By Venkatachari Jagannathan | 29 Jan 2001

1
The Reserve Bank of India's (RBI) advisory group on insurance regulations has recommended the formation of a separate regulatory body – on the lines of Occupational Pension Board of the UK – to regulate pension and gratuity funds. In its report, the advisory group has cited the lack of any regulatory control on several superannuation and gratuity trust funds operating in India.

Presently, the Insurance Regulatory and Development Authority (IRDA) is the body that is expected to monitor pension funds.

The advisory group has called for a close coordination between IRDA and the Securities Exchange Board of India (Sebi) – the mutual funds regulator – as both the sectors have similar products.

The insurance advisory group was constituted by the RBI's standing committee on international financial standards and codes to chalk out a road map for aligning Indian insurance industry's standards and practices with that of international best practices.

The insurance advisory group headed by Mr. R.Ramakrishnan, consulting actuary and a member of the Malhotra Committee on insurance reforms, submitted its report recently.

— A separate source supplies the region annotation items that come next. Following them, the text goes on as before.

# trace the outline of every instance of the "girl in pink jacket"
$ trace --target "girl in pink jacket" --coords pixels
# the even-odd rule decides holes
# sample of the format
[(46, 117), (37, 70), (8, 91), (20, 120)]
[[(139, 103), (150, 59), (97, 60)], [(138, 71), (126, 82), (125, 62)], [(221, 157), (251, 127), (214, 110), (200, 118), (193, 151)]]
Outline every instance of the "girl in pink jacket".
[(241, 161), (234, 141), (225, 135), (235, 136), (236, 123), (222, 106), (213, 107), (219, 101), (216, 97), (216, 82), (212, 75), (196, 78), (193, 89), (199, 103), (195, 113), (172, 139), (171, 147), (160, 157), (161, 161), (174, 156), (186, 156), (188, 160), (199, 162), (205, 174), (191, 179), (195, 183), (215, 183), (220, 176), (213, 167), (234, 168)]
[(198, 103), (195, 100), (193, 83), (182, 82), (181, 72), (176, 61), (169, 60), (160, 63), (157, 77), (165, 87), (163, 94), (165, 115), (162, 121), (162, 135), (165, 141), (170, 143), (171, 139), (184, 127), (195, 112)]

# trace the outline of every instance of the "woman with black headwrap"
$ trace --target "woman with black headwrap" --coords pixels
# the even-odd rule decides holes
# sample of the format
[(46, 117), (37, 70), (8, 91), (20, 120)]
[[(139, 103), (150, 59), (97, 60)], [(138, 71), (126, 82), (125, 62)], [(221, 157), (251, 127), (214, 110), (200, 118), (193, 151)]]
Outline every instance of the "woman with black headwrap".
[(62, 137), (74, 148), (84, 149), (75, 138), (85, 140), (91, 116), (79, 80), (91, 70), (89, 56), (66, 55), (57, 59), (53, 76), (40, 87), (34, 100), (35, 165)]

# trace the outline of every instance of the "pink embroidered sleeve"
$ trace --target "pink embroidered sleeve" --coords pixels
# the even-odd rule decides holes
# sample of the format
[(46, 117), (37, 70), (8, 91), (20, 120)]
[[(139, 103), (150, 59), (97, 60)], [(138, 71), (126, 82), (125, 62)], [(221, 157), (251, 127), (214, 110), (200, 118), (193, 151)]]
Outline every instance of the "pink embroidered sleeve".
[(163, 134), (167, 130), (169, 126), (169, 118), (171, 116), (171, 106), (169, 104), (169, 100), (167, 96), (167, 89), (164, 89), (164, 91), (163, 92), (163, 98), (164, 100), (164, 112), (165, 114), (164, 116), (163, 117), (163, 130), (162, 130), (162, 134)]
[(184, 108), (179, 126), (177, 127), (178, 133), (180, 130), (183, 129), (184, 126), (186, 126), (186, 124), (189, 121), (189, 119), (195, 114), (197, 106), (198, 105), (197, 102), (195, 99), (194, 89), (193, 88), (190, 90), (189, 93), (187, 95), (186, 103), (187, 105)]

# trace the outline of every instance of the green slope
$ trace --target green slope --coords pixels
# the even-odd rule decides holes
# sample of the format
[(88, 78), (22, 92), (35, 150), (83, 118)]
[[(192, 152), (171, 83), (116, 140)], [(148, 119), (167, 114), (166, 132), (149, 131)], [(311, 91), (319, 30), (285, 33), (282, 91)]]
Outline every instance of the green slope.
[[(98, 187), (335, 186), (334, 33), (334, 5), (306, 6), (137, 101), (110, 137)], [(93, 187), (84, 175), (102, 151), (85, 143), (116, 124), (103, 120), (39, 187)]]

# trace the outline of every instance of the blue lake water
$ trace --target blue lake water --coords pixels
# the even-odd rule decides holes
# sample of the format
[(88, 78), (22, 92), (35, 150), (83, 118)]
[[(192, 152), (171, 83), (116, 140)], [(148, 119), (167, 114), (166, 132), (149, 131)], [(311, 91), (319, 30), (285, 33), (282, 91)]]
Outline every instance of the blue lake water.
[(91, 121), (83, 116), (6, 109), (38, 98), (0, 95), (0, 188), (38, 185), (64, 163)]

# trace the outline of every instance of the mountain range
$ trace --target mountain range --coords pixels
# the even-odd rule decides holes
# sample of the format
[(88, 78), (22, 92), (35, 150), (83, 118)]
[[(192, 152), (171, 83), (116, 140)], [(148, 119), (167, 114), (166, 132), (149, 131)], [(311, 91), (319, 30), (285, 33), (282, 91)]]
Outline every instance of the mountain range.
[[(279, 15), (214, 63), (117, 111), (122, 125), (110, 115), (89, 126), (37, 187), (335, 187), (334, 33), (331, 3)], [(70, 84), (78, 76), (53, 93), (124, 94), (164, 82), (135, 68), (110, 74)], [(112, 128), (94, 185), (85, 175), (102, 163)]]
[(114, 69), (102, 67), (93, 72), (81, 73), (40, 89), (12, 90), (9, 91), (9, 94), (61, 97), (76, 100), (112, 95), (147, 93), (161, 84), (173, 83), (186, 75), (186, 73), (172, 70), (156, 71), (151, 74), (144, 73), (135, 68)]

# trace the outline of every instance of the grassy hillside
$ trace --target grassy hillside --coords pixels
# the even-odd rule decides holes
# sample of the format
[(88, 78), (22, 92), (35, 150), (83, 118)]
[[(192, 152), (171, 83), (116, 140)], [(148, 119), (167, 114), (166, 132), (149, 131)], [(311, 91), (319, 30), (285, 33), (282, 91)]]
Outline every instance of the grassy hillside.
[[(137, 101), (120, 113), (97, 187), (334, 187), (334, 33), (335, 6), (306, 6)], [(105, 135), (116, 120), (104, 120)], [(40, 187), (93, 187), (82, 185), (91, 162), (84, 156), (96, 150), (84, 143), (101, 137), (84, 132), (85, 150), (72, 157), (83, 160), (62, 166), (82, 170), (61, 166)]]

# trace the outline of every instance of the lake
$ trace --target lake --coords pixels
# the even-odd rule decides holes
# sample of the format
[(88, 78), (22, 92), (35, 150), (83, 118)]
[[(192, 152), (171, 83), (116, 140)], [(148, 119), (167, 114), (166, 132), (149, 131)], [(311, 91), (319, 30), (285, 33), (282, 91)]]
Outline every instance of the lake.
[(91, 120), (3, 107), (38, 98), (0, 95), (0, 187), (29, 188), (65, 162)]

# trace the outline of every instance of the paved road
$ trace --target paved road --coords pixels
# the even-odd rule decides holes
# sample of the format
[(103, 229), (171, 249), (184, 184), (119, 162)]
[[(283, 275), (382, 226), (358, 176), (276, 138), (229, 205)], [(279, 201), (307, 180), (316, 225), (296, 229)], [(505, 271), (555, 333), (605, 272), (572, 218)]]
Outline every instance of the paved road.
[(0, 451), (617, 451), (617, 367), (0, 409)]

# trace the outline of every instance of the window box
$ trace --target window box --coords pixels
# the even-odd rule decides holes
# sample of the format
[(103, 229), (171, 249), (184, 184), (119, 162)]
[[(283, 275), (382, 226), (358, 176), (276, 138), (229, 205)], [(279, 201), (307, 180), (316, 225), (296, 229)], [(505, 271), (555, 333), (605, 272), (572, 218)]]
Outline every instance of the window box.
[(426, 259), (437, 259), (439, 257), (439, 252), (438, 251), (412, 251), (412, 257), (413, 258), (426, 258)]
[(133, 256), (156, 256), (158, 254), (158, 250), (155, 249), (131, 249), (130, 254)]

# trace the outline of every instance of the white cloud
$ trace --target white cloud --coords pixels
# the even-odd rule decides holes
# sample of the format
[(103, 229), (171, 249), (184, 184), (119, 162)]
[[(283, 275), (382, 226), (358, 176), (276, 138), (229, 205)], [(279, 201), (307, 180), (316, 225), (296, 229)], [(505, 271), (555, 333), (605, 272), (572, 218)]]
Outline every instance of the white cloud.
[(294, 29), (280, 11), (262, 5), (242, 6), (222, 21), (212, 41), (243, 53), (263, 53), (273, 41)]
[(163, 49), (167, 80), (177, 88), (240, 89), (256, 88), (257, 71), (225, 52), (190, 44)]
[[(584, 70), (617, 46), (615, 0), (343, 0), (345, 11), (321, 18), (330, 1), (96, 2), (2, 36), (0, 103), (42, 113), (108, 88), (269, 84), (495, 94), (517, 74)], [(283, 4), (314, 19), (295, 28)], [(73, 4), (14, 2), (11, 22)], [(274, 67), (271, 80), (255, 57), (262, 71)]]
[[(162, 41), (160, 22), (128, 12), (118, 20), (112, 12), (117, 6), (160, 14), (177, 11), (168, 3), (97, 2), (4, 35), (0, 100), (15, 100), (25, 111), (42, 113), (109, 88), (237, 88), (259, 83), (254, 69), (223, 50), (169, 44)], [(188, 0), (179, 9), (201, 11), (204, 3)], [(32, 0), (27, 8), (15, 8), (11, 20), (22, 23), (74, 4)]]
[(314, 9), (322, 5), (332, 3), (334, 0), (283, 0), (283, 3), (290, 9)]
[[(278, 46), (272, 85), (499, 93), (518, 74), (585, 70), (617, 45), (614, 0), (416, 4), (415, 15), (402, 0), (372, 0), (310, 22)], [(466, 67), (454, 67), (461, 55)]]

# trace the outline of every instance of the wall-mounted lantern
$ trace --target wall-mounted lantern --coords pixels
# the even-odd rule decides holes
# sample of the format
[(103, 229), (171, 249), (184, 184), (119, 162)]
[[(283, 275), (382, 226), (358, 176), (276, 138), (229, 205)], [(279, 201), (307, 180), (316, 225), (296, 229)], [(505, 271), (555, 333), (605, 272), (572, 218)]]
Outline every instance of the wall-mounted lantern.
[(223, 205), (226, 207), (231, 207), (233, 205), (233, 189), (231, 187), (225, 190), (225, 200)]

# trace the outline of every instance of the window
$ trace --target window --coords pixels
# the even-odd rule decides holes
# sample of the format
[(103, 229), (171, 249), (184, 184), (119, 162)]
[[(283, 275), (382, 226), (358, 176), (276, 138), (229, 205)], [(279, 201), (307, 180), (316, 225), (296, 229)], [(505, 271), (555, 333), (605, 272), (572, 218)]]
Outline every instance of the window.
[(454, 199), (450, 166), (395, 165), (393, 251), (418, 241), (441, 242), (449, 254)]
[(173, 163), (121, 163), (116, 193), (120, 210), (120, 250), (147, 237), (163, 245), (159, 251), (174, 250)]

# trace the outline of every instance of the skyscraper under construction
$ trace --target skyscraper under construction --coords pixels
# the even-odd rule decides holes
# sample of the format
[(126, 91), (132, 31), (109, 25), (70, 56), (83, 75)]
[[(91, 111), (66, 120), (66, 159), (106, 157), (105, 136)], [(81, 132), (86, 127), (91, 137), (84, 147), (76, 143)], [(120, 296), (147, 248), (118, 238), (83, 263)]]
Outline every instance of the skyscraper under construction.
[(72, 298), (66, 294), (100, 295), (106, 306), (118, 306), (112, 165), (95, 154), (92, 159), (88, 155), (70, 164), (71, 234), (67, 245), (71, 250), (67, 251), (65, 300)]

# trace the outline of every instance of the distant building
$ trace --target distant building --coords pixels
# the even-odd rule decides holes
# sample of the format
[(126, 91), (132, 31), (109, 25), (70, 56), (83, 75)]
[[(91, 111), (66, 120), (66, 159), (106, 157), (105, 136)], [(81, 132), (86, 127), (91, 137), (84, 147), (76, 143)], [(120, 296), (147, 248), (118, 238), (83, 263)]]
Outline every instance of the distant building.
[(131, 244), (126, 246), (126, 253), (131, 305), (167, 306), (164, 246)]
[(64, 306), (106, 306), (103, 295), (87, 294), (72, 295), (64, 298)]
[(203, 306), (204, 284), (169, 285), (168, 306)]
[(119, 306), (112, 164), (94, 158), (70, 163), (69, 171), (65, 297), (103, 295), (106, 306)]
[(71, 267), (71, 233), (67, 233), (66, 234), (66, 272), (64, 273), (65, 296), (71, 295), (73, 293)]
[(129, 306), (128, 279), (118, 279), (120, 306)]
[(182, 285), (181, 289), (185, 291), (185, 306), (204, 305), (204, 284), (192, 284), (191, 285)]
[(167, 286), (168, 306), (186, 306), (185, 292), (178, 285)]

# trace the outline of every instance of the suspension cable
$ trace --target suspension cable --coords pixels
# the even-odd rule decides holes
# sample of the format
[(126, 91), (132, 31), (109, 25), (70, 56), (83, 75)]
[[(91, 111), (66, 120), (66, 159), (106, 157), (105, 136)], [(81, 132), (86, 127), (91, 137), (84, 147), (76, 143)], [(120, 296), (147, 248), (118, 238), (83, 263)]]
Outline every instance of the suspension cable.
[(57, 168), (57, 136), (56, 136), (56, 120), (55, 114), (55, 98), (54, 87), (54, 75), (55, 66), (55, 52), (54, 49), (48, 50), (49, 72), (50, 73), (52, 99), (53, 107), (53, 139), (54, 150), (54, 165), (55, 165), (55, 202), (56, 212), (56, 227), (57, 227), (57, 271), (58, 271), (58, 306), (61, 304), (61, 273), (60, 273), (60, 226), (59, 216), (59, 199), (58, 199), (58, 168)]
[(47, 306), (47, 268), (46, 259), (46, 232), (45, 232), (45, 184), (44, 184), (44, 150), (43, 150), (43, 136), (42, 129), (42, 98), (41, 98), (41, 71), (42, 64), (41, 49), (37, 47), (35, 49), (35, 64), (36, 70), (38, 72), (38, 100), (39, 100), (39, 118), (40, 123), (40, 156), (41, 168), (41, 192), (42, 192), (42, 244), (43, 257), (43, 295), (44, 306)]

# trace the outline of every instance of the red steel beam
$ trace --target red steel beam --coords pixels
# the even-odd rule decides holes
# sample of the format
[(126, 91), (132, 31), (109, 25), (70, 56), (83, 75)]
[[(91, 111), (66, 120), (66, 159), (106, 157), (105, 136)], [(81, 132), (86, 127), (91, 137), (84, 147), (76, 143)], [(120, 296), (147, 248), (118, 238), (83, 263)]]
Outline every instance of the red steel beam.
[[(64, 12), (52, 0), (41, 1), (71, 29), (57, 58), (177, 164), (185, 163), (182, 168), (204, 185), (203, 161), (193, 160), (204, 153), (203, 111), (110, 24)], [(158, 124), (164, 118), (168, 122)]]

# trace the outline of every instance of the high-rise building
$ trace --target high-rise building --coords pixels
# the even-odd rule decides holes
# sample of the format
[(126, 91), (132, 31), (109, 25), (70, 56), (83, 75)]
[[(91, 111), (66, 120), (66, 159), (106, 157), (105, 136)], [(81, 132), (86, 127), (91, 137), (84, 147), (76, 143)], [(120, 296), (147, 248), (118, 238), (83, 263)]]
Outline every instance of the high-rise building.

Except for a few regulations that have been framed by the IRDA, the insurance advisory group has found the domestic rules are in sync with international practices. The group has relied on the various reports of the International Association of Insurance Supervisors (IAIS) and the insurance guidelines issued by the Organisation of Economic Cooperation and Development (OECD).

Interestingly, some of the recommendations of the RBI sub-group are likely to irk new entrants though they are absolutely necessary in the industry's future interest.

For instance, on the issue of suitability of directors and senior management of a new insurance company, the advisory group recommends inclusion of directors and senior managers under the definition of key persons in an insurance company.

Currently, the Indian regulations define key persons as chief executive, chief marketing officer, appointed actuary, chief investment officer, chief internal audit and chief financial officer and excludes the directors.

The other sensitive recommendation is making public the natural and legal persons holding a direct or indirect control in an insurance company at the time of licensing an insurer player.

The advisory panel also states that the effectiveness and the spirit of Section 6A (relating to the ceiling on the shareholding of any one person), Section 35 (1) (restrictions on transfer of shares) and Section 3 (4) (dealing with cancellation of registration under certain conditions) of the Insurance Act, 1938, are ensured on a continuous basis.

On the issue of minimum capital requirements the advisory group is of the view that the Rs 100-crore start up capital for Indian insurers may perhaps be the highest as compared with the insurance legislation of any country.

Going further and citing IAIS guidelines, which state that the amount of minimum capital should be fixed taking into account the kind(s) of business to be underwritten, the group recommends adoption of similar method here.

The advisory group in its report states, "The minimum capital levels may be fixed for each class on scientific and a more transparent basis. The total minimum capital could be based on the classes of business that the company proposes to transact and not on the assumption that each company will be transacting all classes of business." The group also calls for a wider classification of life and non-life insurance business.

The group has also emphasised the importance of co-operatives in spreading the message of insurance in rural areas. Today, only joint stock companies are allowed to transact insurance business in India now.

"Co-operatives will pitch in only if the minimum start-up capital is pegged at a lower level than the present limit," adds Mr. Ramakrishnan, when asked to elaborate on his recommendation. According to him, the high start-up capital prevents several players getting into the field.

The other areas where the RBI's advisory group also differs from that of the existing regulations relates to the carrying of allied business activities by domestic insurers and outsourcing of various functions in view of the economies of scale and scope. According to the group, both these activities are prohibited by the IRDA.

Interestingly, the Ramakrishnan group does not agree with IAIS guidelines relating to compulsory reinsurance cessions to a national re-insurer.

The IAIS has said, "Compulsory cession of risks to local re-insurers, domestic market or discriminatory tax regimes against foreign reinsurance placement should be avoided."

On the other hand, the RBI's advisory group fully endorses IRDA' prescription of 20 per cent compulsory reinsurance cession to a national re-insurer so that new joint venture insurance companies do not become a front company/brokers of a foreign insurer.